Bush does not tell us any more about the pole-raising of 1864, other than a short reflection on his own feelings about the Civil War:

“Of course I felt that those present must be right about the contest, though I can recall consciousness of only one deeply-rooted article of faith that seemed to bind me to theirs: I hated the thought and even the name of war. I feel no shame in confessing that there has been no change in that matter to this day.”

Bush suggests that these Hunterdon men, and most of New Jersey, blamed Lincoln for the war and hoped that McClellan would end it. They were mistaken, of course, but it helps us to understand from such a great distance in time why there was such opposition to a man we now venerate.

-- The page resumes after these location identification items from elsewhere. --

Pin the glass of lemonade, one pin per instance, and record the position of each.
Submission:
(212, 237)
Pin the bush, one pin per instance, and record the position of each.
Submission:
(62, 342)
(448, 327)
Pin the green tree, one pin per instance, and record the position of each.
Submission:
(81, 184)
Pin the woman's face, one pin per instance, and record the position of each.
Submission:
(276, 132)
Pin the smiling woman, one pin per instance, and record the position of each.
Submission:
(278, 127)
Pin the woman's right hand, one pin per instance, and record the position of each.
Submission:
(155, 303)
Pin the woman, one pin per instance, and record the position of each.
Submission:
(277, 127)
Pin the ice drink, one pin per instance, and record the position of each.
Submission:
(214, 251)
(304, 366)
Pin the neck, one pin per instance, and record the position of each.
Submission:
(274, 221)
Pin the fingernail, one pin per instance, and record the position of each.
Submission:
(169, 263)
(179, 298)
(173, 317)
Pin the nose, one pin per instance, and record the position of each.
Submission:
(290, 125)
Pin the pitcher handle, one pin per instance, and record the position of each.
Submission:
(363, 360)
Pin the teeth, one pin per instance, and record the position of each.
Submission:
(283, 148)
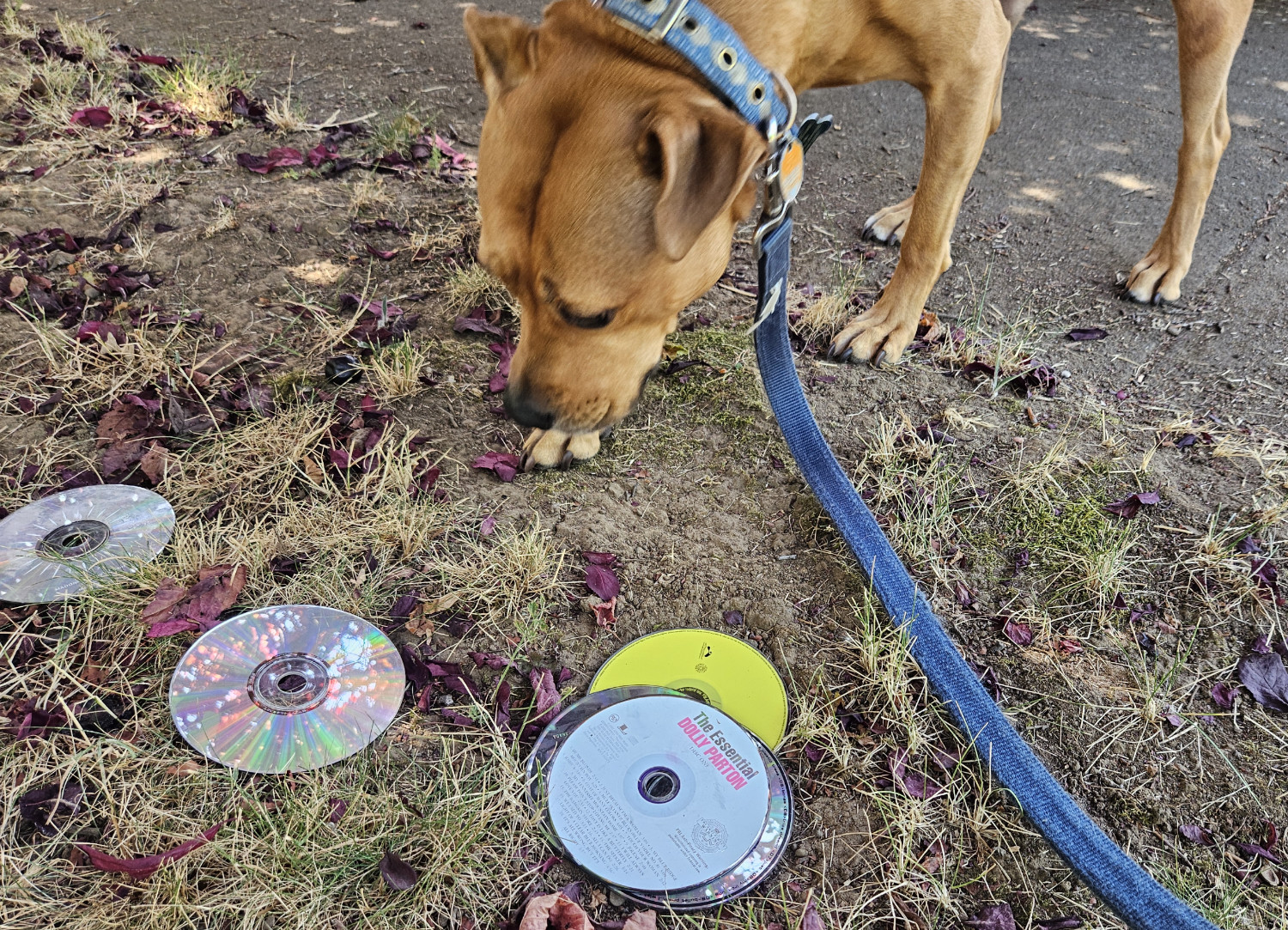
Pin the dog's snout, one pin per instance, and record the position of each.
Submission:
(525, 411)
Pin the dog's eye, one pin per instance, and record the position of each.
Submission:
(597, 322)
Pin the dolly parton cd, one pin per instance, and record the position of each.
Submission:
(56, 548)
(286, 688)
(666, 799)
(714, 667)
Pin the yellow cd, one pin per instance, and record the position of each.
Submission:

It should also be said that following Lincoln’s assassination, attitudes about Lincoln changed dramatically. This was published in the Hunterdon Gazette on May 10, 1865:

“A little over four years ago Abraham Lincoln, then a comparatively untried man, left his quiet home in the little town of Springfield, Illinois, to assume the high and responsible duties of President of this republic, the most exalted and honorable of all worldly positions. On Wednesday last all that is mortal of Abraham Lincoln returned to that same quiet little town.—But in those four years what mighty events in the history of the republic and of the world have occurred, how wonderfully have been the developments in the character of the then improved man. . . . Upon the face and heart of [the] nation has been ineffaceably stamped the character and genius of that then comparatively obscure man, whom in all its ages to come, it will recognize as its savior. Honors such as the people of the United States have never before paid to the remains of a distinguished citizen they have shown to the dead body of Abraham Lincoln as well because they loved the man himself as that in the assassin shot which terminated his life they recognized the blow struck at each and all of themselves.”